Step 3 – Group Policy Status

A Group Policy is required to distribute certificates and locally created packages. Software Vulnerability Manager can easily create this GPO so the WSUS Signing Certificate is distributed to all clients. Please choose to use WSUS or System Center. Once this is completed expand the Group Policy Options.

If you are creating the Software Vulnerability Manager WSUS Group Policy for the first time, proceed by selecting all the options and then click Create Group Policy.

Important:Besides distributing the certificate through the Software Vulnerability Manager WSUS GPO, it is also possible to provision certificate to the target computers by going to Patching > WSUS/System Center > Deployment, selecting the target hosts where the certificate is to be installed (CTRL+ mouse click for multiple selection) and then right-click and select Verify and Install Certificate.

Remote Registry service (disabled by default on Win7/Vista) should be enabled and started for the certificate to be successfully installed.

If you prefer to create your own Group Policy to distribute the WSUS Signing Certificate, please refer to Creating the WSUS-CSI GPO Manually. If you prefer not to create the Software Vulnerability Manager WSUS Group Policy, the existing Windows Updates GPOs must be edited in accordance with Setting Up Clients to Access WSUS.

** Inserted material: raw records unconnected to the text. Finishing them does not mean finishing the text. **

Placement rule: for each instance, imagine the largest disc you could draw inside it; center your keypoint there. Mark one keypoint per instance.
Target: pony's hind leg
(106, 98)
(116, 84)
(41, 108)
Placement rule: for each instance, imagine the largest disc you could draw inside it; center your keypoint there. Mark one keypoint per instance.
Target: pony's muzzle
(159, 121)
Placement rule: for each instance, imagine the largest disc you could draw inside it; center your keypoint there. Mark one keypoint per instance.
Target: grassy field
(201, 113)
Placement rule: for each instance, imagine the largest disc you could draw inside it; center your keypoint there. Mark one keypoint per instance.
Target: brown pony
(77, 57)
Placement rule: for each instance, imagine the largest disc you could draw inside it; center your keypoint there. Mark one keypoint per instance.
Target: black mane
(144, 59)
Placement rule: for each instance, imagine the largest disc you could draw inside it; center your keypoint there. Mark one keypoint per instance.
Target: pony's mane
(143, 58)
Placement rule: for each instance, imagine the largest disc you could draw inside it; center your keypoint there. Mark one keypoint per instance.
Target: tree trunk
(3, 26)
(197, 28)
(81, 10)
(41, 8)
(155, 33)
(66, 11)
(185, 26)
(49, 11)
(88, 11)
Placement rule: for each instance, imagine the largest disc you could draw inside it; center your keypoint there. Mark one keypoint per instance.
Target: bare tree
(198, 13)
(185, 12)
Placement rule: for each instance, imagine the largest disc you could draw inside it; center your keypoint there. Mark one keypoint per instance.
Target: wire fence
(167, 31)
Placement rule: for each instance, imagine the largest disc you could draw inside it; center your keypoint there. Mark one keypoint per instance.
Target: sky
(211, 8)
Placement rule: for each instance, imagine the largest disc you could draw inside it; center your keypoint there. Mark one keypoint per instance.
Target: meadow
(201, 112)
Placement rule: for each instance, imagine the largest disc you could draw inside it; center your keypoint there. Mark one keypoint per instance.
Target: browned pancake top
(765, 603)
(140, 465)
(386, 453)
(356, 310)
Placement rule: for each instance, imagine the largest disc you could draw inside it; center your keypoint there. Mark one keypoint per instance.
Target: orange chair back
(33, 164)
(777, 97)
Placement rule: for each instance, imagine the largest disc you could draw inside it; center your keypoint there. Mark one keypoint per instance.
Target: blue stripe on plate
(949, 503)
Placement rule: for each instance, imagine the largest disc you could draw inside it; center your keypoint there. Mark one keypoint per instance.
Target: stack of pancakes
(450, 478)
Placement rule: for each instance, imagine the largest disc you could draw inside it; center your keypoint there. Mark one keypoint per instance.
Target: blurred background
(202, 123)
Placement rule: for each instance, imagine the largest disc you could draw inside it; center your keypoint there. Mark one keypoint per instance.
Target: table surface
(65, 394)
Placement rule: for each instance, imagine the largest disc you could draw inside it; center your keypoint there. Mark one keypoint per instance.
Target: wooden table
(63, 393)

Important:If you use Microsoft System Center Configuration Manager, please make sure you do not select the first option Use the WSUS Server specified in Software Vulnerability Manager.

Important:If you already have the Windows Updates being configured through a Group Policy, we suggest you select the first 3 options in the Create a new Software Vulnerability Manager WSUS Group Policy page.

Important:The Software Vulnerability Manager WSUS Group Policy will be created but not linked to your domain. This way you can easily check the details of the newly created GPO and verify that the existing WSUS GPOs are correctly configured.